Timmi Kilgore (right) with her daughter Dashaya and Heather Brightwood, Blessings founder.
A few years ago, Timmi Kilgore, patient service associate in CPUP, enrolled her then 9-year-old daughter in a summer program for 5 to 12-year-old children sponsored by Blessings, an organization which, according to its website, helps to “encourage, enlighten, and instill in children the knowledge that there are no limits to what they can achieve.”

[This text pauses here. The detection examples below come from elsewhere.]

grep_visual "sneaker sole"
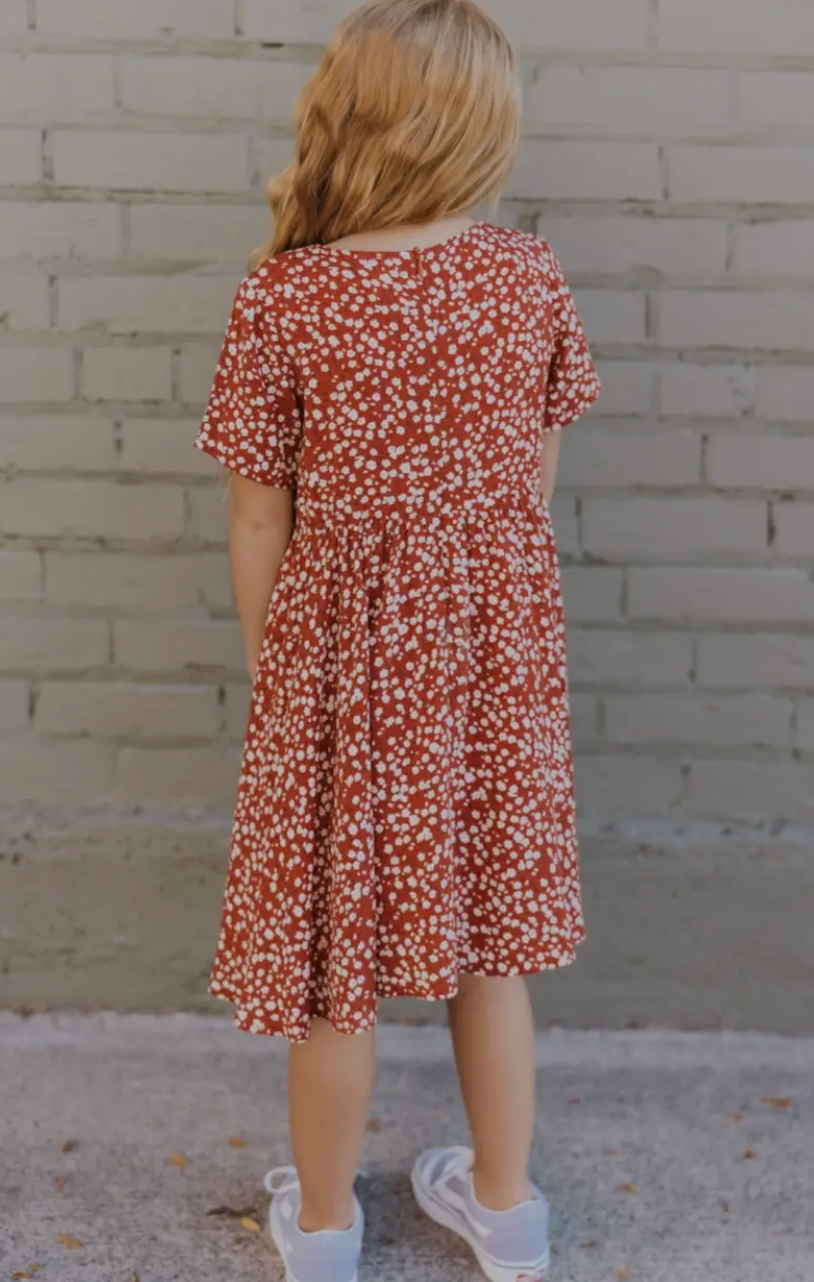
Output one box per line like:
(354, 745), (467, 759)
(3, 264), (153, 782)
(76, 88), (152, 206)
(411, 1168), (551, 1282)
(268, 1199), (359, 1282)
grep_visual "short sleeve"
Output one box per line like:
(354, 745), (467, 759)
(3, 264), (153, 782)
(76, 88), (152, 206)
(545, 250), (601, 432)
(195, 276), (303, 490)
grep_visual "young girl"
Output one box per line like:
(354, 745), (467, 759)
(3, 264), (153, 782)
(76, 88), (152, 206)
(196, 0), (599, 1282)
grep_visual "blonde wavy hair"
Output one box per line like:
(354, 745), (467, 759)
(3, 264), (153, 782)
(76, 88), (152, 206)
(251, 0), (520, 267)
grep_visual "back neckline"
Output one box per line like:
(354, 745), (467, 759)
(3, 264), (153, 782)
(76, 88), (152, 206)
(317, 222), (488, 259)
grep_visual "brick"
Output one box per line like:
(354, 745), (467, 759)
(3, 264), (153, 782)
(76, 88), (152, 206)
(541, 215), (727, 278)
(668, 146), (814, 205)
(659, 290), (814, 351)
(120, 56), (260, 121)
(659, 0), (814, 58)
(568, 628), (692, 690)
(0, 549), (42, 602)
(35, 681), (218, 742)
(52, 129), (249, 194)
(244, 0), (647, 50)
(691, 760), (814, 824)
(118, 419), (213, 476)
(251, 138), (294, 187)
(44, 551), (233, 615)
(129, 203), (270, 264)
(0, 271), (51, 329)
(226, 685), (251, 744)
(505, 138), (661, 200)
(3, 478), (183, 541)
(706, 432), (814, 490)
(570, 694), (599, 751)
(59, 276), (236, 335)
(260, 62), (323, 128)
(179, 341), (220, 406)
(604, 694), (793, 747)
(523, 65), (733, 138)
(563, 565), (622, 623)
(659, 362), (755, 418)
(118, 745), (240, 813)
(628, 565), (814, 626)
(697, 632), (814, 690)
(0, 614), (110, 673)
(574, 290), (647, 346)
(577, 755), (683, 819)
(0, 129), (42, 187)
(82, 347), (172, 401)
(187, 483), (229, 547)
(0, 54), (115, 124)
(582, 497), (768, 562)
(797, 699), (814, 753)
(774, 502), (814, 558)
(587, 360), (655, 418)
(0, 736), (115, 806)
(736, 71), (814, 133)
(36, 0), (235, 40)
(114, 619), (246, 677)
(0, 347), (73, 404)
(732, 219), (814, 279)
(0, 681), (29, 731)
(0, 0), (28, 36)
(0, 200), (122, 259)
(755, 365), (814, 423)
(558, 423), (701, 490)
(0, 415), (115, 474)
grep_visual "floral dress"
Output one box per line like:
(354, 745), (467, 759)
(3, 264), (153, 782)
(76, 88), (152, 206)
(195, 223), (599, 1042)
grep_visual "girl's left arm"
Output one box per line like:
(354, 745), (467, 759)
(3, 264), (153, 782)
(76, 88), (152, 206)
(229, 474), (294, 681)
(540, 432), (563, 503)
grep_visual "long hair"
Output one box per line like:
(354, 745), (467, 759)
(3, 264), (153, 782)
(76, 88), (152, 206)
(253, 0), (520, 267)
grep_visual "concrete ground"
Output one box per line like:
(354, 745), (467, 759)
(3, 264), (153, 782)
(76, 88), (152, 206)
(0, 1014), (814, 1282)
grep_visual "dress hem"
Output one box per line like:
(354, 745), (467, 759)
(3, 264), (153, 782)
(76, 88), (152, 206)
(206, 933), (586, 1045)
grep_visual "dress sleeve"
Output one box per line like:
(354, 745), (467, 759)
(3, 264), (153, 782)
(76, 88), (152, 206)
(545, 250), (601, 432)
(195, 277), (303, 490)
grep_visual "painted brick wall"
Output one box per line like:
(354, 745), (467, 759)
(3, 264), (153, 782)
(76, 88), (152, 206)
(0, 0), (814, 823)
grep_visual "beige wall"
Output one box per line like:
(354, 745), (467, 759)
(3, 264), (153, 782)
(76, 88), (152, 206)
(0, 0), (814, 1020)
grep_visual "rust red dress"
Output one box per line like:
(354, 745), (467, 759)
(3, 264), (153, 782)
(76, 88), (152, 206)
(195, 223), (599, 1041)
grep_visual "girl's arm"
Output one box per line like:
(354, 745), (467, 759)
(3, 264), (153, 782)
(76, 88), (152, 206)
(229, 474), (294, 681)
(540, 432), (563, 503)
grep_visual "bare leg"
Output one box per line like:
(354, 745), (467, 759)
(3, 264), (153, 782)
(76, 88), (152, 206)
(449, 974), (535, 1210)
(288, 1019), (376, 1233)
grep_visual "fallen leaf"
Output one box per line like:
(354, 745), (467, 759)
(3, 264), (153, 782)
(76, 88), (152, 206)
(206, 1206), (256, 1219)
(56, 1233), (85, 1251)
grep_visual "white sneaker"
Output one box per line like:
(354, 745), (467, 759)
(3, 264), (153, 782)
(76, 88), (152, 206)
(413, 1147), (551, 1282)
(264, 1167), (364, 1282)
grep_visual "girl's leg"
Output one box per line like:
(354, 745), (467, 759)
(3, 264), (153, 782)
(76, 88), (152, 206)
(449, 974), (535, 1210)
(288, 1019), (376, 1233)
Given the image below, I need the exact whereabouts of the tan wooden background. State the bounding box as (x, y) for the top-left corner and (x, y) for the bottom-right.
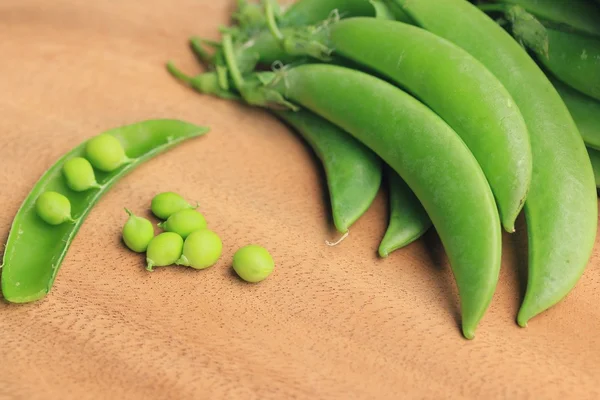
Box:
(0, 0), (600, 400)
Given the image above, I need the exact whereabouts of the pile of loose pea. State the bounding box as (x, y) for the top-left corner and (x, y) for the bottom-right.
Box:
(35, 134), (275, 283)
(122, 192), (275, 283)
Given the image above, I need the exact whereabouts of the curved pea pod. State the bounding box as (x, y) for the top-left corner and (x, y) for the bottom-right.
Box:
(537, 28), (600, 100)
(379, 168), (431, 258)
(494, 0), (600, 37)
(275, 110), (382, 233)
(1, 119), (208, 303)
(391, 0), (598, 326)
(549, 76), (600, 150)
(268, 64), (501, 339)
(308, 18), (532, 232)
(588, 148), (600, 188)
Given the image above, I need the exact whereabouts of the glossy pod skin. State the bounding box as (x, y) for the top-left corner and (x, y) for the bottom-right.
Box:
(390, 0), (598, 326)
(314, 18), (532, 232)
(588, 148), (600, 188)
(275, 110), (382, 233)
(494, 0), (600, 37)
(1, 120), (208, 303)
(264, 64), (501, 339)
(537, 28), (600, 100)
(549, 76), (600, 150)
(379, 168), (431, 258)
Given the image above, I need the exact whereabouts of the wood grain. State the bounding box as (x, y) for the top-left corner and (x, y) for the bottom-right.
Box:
(0, 0), (600, 399)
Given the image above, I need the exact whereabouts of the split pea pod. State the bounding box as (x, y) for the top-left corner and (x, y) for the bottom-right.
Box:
(379, 168), (431, 258)
(390, 0), (598, 326)
(588, 148), (600, 188)
(494, 0), (600, 37)
(268, 64), (501, 339)
(537, 28), (600, 100)
(549, 76), (600, 150)
(308, 18), (532, 232)
(1, 120), (208, 303)
(275, 110), (382, 233)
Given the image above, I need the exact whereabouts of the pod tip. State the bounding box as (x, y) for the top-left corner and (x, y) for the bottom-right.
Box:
(463, 326), (475, 340)
(517, 310), (529, 328)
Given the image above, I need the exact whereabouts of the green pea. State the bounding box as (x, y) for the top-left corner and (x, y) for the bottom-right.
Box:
(85, 133), (131, 172)
(177, 229), (223, 269)
(158, 209), (207, 239)
(150, 192), (198, 219)
(35, 192), (74, 225)
(233, 245), (275, 283)
(146, 232), (183, 271)
(63, 157), (101, 192)
(123, 209), (154, 253)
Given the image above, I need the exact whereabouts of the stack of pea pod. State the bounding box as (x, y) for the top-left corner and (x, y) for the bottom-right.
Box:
(167, 0), (600, 339)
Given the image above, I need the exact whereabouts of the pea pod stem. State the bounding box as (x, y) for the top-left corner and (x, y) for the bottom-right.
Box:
(263, 0), (284, 40)
(284, 17), (532, 233)
(2, 120), (208, 303)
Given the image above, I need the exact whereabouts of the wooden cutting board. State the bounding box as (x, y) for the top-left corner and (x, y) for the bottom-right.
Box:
(0, 0), (600, 399)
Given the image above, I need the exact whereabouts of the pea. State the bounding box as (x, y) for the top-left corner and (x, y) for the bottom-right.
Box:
(63, 157), (101, 192)
(123, 209), (154, 253)
(85, 133), (130, 172)
(158, 209), (207, 239)
(150, 192), (198, 219)
(35, 192), (74, 225)
(146, 232), (183, 271)
(177, 229), (223, 269)
(233, 245), (275, 283)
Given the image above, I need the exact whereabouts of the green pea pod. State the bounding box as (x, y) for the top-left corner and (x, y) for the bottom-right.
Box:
(390, 0), (598, 326)
(302, 18), (532, 232)
(275, 110), (382, 233)
(379, 168), (431, 258)
(548, 76), (600, 150)
(494, 0), (600, 37)
(258, 64), (501, 339)
(1, 120), (208, 303)
(169, 65), (382, 233)
(537, 28), (600, 100)
(227, 0), (378, 73)
(588, 147), (600, 188)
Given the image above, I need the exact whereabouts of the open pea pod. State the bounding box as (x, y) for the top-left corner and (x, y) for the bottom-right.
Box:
(1, 119), (208, 303)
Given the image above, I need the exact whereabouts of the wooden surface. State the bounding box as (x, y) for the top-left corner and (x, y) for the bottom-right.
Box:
(0, 0), (600, 399)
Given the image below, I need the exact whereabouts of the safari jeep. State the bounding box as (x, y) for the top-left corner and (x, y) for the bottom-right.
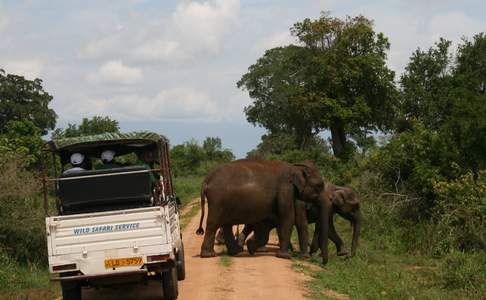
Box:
(42, 132), (185, 299)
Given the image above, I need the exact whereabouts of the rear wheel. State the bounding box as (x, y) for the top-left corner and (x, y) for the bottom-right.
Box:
(176, 243), (186, 280)
(61, 281), (81, 300)
(162, 268), (179, 300)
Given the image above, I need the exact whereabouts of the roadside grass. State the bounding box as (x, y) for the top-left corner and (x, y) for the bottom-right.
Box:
(174, 175), (204, 207)
(174, 175), (204, 229)
(293, 218), (486, 299)
(0, 250), (60, 299)
(180, 201), (199, 230)
(0, 176), (203, 299)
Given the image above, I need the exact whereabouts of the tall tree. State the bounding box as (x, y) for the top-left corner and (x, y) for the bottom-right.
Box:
(237, 13), (396, 158)
(0, 69), (57, 134)
(52, 116), (120, 138)
(399, 39), (453, 130)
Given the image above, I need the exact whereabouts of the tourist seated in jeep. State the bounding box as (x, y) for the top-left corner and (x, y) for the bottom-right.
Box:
(95, 150), (121, 170)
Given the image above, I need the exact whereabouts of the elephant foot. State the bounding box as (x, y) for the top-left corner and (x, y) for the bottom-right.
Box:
(246, 239), (257, 255)
(276, 251), (290, 259)
(228, 246), (243, 256)
(236, 233), (246, 248)
(216, 234), (224, 245)
(200, 250), (216, 257)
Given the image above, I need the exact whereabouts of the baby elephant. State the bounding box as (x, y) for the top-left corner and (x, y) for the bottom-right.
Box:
(238, 183), (361, 257)
(307, 183), (362, 256)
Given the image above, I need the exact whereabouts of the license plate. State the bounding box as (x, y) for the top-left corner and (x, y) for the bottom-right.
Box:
(105, 257), (143, 269)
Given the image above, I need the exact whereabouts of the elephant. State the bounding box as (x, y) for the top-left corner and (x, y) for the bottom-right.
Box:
(238, 183), (361, 257)
(310, 183), (362, 257)
(196, 159), (330, 264)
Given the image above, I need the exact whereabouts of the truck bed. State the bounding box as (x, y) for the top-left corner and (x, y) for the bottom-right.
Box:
(46, 205), (178, 276)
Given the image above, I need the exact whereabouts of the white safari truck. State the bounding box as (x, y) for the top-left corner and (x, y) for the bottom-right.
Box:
(42, 132), (185, 300)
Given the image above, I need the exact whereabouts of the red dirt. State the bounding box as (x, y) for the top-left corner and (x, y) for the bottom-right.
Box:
(179, 204), (306, 300)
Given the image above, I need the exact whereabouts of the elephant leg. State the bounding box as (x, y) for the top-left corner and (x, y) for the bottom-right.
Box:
(329, 216), (348, 256)
(246, 222), (275, 255)
(223, 225), (243, 255)
(238, 224), (254, 248)
(277, 188), (295, 259)
(216, 227), (225, 245)
(310, 222), (320, 255)
(200, 221), (219, 257)
(289, 201), (310, 257)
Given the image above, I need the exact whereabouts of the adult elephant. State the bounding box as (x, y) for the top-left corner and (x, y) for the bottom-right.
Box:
(196, 159), (330, 264)
(238, 183), (361, 257)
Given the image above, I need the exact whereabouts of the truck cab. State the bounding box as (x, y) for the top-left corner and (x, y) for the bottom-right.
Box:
(42, 132), (185, 299)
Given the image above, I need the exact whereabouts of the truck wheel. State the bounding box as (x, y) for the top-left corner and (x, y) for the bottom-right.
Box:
(61, 281), (81, 300)
(162, 268), (179, 300)
(176, 243), (186, 280)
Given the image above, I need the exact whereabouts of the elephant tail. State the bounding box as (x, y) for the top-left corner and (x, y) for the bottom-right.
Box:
(196, 182), (207, 235)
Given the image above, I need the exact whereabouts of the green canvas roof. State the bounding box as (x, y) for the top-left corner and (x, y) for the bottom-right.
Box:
(49, 131), (168, 151)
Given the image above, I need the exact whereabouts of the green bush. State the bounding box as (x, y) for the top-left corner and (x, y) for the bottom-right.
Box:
(439, 251), (486, 292)
(434, 170), (486, 254)
(0, 154), (46, 264)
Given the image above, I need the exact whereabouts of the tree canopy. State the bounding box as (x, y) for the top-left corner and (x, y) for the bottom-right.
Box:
(0, 69), (57, 134)
(237, 13), (397, 158)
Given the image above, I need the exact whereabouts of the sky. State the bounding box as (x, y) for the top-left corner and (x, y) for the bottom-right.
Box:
(0, 0), (486, 157)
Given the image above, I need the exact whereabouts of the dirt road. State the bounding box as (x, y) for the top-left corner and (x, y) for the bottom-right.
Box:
(79, 200), (306, 300)
(179, 204), (306, 300)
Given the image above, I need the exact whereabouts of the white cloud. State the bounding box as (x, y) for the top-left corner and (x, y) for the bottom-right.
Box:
(429, 11), (486, 42)
(0, 59), (44, 80)
(254, 30), (296, 53)
(84, 0), (240, 62)
(90, 60), (142, 84)
(60, 87), (221, 122)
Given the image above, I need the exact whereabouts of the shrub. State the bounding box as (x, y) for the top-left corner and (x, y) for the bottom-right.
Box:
(439, 251), (486, 292)
(0, 154), (46, 263)
(434, 170), (486, 254)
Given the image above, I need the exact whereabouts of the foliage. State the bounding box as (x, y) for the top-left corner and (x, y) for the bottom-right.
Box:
(0, 120), (42, 164)
(439, 251), (486, 292)
(0, 69), (57, 134)
(398, 33), (486, 172)
(170, 137), (234, 177)
(52, 116), (120, 138)
(237, 13), (396, 158)
(434, 170), (486, 253)
(247, 132), (330, 160)
(0, 154), (46, 263)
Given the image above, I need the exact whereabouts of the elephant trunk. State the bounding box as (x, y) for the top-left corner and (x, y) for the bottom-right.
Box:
(319, 202), (330, 265)
(351, 210), (362, 256)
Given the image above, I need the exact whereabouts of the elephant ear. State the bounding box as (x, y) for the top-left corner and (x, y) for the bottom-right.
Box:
(291, 164), (309, 195)
(331, 190), (346, 207)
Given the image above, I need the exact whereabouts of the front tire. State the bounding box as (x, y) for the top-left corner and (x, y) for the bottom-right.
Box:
(61, 281), (81, 300)
(176, 243), (186, 280)
(162, 268), (179, 300)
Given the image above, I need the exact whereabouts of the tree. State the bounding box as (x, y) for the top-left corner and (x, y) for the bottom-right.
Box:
(237, 13), (396, 158)
(0, 69), (57, 134)
(52, 116), (120, 138)
(203, 136), (223, 160)
(398, 33), (486, 173)
(398, 39), (453, 131)
(0, 120), (42, 165)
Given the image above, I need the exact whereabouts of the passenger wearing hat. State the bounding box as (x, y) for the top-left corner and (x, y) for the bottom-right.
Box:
(63, 153), (85, 174)
(96, 150), (120, 170)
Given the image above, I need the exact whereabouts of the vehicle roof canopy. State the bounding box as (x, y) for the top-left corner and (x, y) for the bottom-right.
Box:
(48, 131), (168, 161)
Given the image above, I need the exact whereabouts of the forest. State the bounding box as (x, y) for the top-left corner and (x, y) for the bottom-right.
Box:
(0, 13), (486, 299)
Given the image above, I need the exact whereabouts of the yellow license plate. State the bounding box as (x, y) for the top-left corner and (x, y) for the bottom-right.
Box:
(105, 257), (143, 269)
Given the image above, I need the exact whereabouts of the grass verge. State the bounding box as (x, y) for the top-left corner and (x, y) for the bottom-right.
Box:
(294, 220), (486, 299)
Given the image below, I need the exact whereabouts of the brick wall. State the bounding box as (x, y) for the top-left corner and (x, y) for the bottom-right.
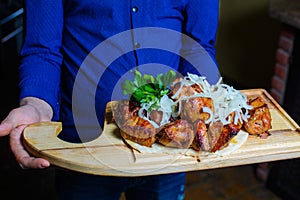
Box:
(270, 24), (296, 105)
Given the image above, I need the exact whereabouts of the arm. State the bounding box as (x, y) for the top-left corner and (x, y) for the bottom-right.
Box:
(0, 0), (63, 168)
(180, 0), (219, 82)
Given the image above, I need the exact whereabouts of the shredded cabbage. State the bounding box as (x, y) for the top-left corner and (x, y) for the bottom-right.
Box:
(139, 73), (252, 128)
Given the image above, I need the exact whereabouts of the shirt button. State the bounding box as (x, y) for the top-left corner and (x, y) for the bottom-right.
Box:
(132, 6), (139, 13)
(134, 42), (141, 49)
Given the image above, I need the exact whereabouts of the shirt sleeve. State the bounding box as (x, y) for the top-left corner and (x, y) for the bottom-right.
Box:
(19, 0), (63, 120)
(180, 0), (219, 82)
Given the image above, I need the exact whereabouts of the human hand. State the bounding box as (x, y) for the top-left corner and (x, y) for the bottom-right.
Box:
(0, 97), (53, 169)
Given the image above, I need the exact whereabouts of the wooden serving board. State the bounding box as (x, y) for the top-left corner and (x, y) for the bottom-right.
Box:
(23, 89), (300, 176)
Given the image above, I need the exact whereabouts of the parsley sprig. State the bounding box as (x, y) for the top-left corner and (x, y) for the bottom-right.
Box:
(122, 70), (176, 110)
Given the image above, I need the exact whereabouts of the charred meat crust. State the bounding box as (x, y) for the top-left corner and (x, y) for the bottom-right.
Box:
(158, 119), (194, 148)
(244, 97), (272, 135)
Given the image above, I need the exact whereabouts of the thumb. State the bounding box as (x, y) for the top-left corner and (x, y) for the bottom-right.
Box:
(0, 120), (14, 136)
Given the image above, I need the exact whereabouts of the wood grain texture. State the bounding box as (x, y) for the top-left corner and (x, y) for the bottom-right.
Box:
(23, 89), (300, 176)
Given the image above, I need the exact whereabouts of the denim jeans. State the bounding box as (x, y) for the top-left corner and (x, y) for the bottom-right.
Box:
(56, 170), (185, 200)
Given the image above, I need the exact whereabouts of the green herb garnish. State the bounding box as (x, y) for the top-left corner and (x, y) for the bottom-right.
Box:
(122, 70), (176, 110)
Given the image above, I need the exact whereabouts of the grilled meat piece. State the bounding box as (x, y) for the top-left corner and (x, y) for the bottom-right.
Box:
(112, 100), (140, 128)
(181, 97), (214, 122)
(208, 122), (242, 152)
(158, 119), (194, 148)
(244, 97), (271, 135)
(121, 116), (157, 147)
(192, 120), (210, 151)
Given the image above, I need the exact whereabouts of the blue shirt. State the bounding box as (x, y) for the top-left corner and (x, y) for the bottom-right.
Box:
(19, 0), (219, 142)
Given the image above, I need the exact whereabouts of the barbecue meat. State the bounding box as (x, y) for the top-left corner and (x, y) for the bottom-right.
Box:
(112, 100), (140, 128)
(181, 97), (214, 123)
(192, 120), (211, 151)
(121, 116), (156, 147)
(158, 119), (194, 148)
(208, 122), (242, 152)
(244, 97), (271, 135)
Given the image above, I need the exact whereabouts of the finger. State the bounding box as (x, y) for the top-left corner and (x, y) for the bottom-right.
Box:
(10, 125), (50, 169)
(0, 121), (13, 136)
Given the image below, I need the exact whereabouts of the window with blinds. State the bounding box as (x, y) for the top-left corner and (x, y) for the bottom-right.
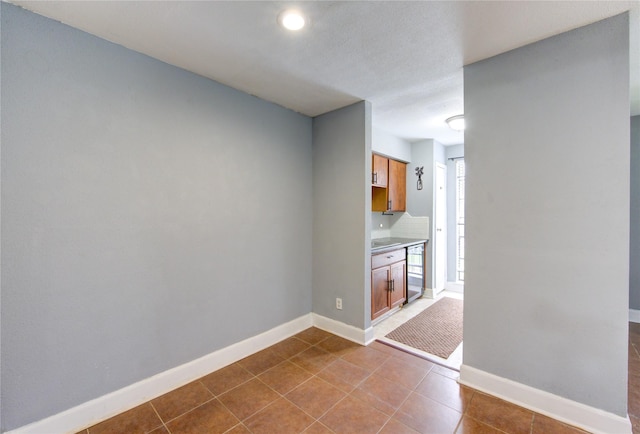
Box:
(456, 159), (464, 282)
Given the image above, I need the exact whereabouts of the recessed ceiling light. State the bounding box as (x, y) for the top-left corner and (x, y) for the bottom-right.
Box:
(445, 115), (464, 131)
(278, 9), (305, 31)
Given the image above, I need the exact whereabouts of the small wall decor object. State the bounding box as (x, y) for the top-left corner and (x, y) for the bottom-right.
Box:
(416, 166), (424, 190)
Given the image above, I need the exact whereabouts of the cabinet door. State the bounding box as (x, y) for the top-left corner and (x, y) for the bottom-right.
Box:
(389, 261), (407, 309)
(371, 154), (389, 188)
(371, 267), (391, 319)
(387, 160), (407, 212)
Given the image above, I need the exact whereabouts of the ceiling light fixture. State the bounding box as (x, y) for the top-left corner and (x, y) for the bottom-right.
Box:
(278, 9), (306, 31)
(445, 115), (464, 131)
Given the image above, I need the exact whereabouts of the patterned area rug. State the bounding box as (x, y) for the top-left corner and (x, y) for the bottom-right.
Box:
(386, 297), (463, 359)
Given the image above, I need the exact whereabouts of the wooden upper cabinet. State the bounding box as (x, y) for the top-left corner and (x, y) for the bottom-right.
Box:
(371, 154), (407, 212)
(371, 154), (389, 188)
(387, 160), (407, 212)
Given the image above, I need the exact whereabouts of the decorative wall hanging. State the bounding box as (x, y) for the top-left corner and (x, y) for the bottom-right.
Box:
(416, 166), (424, 190)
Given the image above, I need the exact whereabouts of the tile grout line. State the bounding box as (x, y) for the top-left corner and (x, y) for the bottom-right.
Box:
(149, 400), (172, 434)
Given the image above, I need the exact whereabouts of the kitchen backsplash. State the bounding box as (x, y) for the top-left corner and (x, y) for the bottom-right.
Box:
(371, 213), (429, 239)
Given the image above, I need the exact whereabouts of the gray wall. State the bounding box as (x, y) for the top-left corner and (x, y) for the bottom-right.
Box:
(629, 116), (640, 310)
(464, 15), (629, 416)
(445, 145), (464, 282)
(0, 2), (312, 430)
(313, 102), (371, 329)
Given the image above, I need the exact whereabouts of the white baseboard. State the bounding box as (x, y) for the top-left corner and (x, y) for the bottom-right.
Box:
(311, 313), (375, 345)
(459, 365), (631, 434)
(5, 313), (312, 434)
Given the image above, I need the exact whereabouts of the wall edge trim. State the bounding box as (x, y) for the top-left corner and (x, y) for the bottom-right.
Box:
(5, 313), (313, 434)
(459, 364), (632, 434)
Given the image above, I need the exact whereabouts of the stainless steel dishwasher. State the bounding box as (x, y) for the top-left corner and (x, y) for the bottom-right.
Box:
(406, 243), (425, 303)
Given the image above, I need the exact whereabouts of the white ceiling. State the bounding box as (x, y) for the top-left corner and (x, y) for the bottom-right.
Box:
(12, 0), (640, 144)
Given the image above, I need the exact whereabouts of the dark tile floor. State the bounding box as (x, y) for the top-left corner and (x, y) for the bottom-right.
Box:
(75, 325), (604, 434)
(627, 322), (640, 434)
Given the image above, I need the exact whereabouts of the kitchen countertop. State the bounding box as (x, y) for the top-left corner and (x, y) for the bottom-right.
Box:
(371, 237), (429, 254)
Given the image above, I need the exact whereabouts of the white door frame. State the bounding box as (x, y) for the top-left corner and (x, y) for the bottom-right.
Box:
(433, 163), (447, 295)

Every Saturday, Tyjaya, Kilgore’s daughter, would enjoy three to four hours of planned activities, including learning skits, poems, and dances, and also received a meal. “It was a very safe, clean environment for kids to go on a weekend,” Kilgore said. “I felt comfortable bringing my daughter there.” At the end of the 8-week program, the participants put on a performance for their parents.
At the time, Kilgore had no idea how much Blessings would become a part of her family’s life. And yet today, her younger daughter is now a junior volunteer in the summer program, while Dashaya, her older daughter, who is a special needs teacher, is helping to expand the original program into one for teens. Kilgore herself wears many hats, including helping with fundraising, providing food for the children in the program, and helping out on Saturdays if they’re shorthanded.
The organization operates on a shoestring budget – the owner and volunteers frequently pay expenses out of their own pockets – but the Penn Medicine CAREs grant that Kilgore received will help “make sure children continue to have a safe place to go on the weekend and a meal,” she said. “For some kids, this may be the only meal and positive reinforcement they receive outside of school.”